Was mir deutlich mehr Sorgen bereitete, war der See. Die Reise zurück. Es war eine Qual gewesen, dieses Gefühl zu ertrinken... es jagte mir noch immer einen Schauer über den Rücken. Aber das musste sein. Sonst würde ich nie zurückkehren können.

Ich räumte kurz alles zurecht und verließ dann das Zimmerchen.

Draußen saß Joshua auf der Stufe vor der Tür und sprach mit Liona, die mit baumelnden Beinchen auf seinem angewinkelten Knie saß und sich einen Zopf flocht.

Ich blieb im Rahmen stehen, fing schnell die Tür ab, ehe sie lautstark hinter mir zufallen konnte.

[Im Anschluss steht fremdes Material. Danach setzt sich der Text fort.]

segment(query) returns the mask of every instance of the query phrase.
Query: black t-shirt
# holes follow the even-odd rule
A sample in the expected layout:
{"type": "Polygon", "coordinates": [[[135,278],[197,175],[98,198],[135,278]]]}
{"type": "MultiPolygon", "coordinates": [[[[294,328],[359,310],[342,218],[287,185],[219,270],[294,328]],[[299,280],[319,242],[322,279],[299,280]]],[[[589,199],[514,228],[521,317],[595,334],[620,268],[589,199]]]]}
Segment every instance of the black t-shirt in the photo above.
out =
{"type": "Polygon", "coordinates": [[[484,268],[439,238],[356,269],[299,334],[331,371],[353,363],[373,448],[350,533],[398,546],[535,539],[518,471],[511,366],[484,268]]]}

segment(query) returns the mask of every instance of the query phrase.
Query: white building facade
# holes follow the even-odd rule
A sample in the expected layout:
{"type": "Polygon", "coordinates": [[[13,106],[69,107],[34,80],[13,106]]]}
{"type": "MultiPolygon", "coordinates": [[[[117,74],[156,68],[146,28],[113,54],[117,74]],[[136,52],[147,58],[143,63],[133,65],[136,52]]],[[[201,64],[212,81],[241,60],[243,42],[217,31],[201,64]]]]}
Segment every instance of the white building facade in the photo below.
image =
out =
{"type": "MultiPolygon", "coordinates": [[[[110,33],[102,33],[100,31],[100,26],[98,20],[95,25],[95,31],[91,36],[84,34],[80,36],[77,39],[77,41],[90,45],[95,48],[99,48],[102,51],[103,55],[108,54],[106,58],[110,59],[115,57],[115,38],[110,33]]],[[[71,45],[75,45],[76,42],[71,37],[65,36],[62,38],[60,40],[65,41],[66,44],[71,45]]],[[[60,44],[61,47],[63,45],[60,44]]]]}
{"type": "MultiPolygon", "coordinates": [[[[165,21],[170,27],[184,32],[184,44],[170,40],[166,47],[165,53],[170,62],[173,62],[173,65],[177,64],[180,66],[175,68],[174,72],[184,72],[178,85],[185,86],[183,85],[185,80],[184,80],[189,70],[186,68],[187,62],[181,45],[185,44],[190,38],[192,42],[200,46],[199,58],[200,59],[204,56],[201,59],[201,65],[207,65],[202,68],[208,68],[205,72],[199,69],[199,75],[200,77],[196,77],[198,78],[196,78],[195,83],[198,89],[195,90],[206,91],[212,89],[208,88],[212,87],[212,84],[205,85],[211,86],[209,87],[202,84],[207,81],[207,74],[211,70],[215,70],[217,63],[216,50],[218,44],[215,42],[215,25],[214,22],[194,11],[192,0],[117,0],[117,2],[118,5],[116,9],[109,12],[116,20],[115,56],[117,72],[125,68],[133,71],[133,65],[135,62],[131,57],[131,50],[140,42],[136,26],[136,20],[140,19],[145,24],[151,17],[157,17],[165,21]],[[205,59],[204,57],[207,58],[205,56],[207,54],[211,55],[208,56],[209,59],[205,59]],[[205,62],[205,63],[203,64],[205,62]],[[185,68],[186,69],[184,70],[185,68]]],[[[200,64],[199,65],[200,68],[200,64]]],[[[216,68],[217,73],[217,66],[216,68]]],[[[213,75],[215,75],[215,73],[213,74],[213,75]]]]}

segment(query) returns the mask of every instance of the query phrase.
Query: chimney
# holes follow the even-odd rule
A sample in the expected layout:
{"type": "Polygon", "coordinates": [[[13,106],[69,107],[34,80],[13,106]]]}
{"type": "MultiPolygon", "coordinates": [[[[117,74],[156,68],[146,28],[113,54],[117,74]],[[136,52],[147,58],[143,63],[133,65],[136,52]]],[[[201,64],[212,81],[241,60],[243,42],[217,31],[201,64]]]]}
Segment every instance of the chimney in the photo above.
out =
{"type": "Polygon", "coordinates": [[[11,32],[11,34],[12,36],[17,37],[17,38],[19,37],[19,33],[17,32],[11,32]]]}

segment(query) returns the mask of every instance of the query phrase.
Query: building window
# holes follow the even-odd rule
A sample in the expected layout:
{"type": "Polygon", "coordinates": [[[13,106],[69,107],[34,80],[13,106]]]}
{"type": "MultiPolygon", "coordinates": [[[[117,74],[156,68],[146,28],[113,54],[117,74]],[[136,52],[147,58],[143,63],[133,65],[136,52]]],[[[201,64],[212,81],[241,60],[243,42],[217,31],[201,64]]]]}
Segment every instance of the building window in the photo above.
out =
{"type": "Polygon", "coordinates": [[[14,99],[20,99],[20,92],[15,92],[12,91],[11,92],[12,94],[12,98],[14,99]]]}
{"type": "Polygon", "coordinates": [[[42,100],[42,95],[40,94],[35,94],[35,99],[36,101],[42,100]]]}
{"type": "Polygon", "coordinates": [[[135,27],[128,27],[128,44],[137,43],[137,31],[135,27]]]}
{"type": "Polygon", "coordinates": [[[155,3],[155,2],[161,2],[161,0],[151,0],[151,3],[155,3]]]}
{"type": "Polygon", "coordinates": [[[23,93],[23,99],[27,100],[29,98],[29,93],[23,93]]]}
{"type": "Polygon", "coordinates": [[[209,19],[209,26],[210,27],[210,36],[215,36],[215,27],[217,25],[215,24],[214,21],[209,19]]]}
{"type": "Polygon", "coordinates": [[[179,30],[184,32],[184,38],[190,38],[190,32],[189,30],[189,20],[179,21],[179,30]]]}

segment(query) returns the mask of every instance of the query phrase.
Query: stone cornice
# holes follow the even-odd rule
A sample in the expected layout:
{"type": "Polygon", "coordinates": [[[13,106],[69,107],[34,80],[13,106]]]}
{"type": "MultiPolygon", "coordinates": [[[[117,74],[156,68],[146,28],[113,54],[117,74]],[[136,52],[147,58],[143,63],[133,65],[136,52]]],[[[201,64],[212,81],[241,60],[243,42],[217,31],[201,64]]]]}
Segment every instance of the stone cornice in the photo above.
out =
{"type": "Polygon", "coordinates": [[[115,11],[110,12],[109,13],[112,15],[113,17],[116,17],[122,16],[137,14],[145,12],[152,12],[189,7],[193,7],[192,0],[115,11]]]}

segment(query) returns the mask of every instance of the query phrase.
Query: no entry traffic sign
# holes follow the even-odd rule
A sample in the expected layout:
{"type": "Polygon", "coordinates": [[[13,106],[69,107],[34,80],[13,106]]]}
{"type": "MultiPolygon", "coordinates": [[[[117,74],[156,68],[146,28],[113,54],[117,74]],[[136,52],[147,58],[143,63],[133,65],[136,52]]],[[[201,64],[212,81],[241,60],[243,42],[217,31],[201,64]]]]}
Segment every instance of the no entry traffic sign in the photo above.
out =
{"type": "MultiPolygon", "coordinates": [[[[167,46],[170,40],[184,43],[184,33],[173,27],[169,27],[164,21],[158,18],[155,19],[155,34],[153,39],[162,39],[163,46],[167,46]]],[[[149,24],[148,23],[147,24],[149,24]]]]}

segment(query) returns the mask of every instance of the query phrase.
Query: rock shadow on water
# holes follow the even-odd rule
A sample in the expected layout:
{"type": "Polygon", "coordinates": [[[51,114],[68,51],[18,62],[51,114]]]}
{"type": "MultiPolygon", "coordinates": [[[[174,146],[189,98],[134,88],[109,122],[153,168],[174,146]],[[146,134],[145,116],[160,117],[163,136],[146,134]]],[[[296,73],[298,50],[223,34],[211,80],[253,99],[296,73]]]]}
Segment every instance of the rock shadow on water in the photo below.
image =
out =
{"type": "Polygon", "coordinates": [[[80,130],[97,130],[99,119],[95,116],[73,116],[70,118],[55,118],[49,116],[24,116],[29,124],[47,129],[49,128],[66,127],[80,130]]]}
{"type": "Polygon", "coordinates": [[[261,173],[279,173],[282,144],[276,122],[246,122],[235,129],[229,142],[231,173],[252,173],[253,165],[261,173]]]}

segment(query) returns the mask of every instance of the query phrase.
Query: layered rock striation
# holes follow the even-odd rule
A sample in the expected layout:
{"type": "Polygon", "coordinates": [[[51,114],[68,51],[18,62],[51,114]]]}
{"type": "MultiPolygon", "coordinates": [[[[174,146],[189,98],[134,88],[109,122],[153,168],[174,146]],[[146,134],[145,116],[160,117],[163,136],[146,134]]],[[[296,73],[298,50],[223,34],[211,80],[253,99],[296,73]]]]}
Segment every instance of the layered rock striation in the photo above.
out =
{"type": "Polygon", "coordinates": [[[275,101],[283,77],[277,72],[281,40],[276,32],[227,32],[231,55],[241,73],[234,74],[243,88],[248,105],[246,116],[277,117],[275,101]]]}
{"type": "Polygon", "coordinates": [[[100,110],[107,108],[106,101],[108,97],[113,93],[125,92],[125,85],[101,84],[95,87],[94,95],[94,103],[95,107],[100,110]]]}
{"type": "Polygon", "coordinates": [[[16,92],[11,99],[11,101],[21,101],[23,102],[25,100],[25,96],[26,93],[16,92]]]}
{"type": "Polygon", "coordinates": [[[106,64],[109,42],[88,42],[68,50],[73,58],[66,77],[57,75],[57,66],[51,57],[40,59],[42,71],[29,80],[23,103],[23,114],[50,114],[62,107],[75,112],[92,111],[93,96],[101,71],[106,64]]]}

Ich verharrte in meiner Position, lehnte mich an das alte Holz und beobachtete Joshua und Liona, wie sie so dasaßen im Schein der Morgensonne.

Die Strahlen verfingen sich in Joshuas Haar und brachten es zum Glänzen. Sein weißes Hemd leuchtete, reflektierte das grelle Licht zu mir herüber. Wieder schien seine Haut makellos wie Porzellan.

Die Elfe, die auf seinem Knie herumhüpfte, schillerte im Sonnenlicht. Das Kleidchen, dass sie trug, schien bei jeder Bewegung eine neue, sanfte Farbe anzunehmen.

Ich spürte, wie sich ein Lächeln auf mein Gesicht schlich. Wie konnte ich die Beiden verlassen? Wie konnte ich diese Welt verlassen?

Vögel zwitscherten, Wärme ergriff Besitz von der Natur. Blumendüfte lagen in der Luft und das helle Licht verzauberte die Umgebung.

Ich hörte Joshua leise auflachen. Dann nahm er eine kleine Goldmünze und reichte sie behutsam der Elfe in die zarten Ärmchen. Vor Freude aufspringend umschloss sie die, für sie riesige, Münze fest mit den Armen und drückte sie an sich, als wolle sie sie nie wieder hergeben.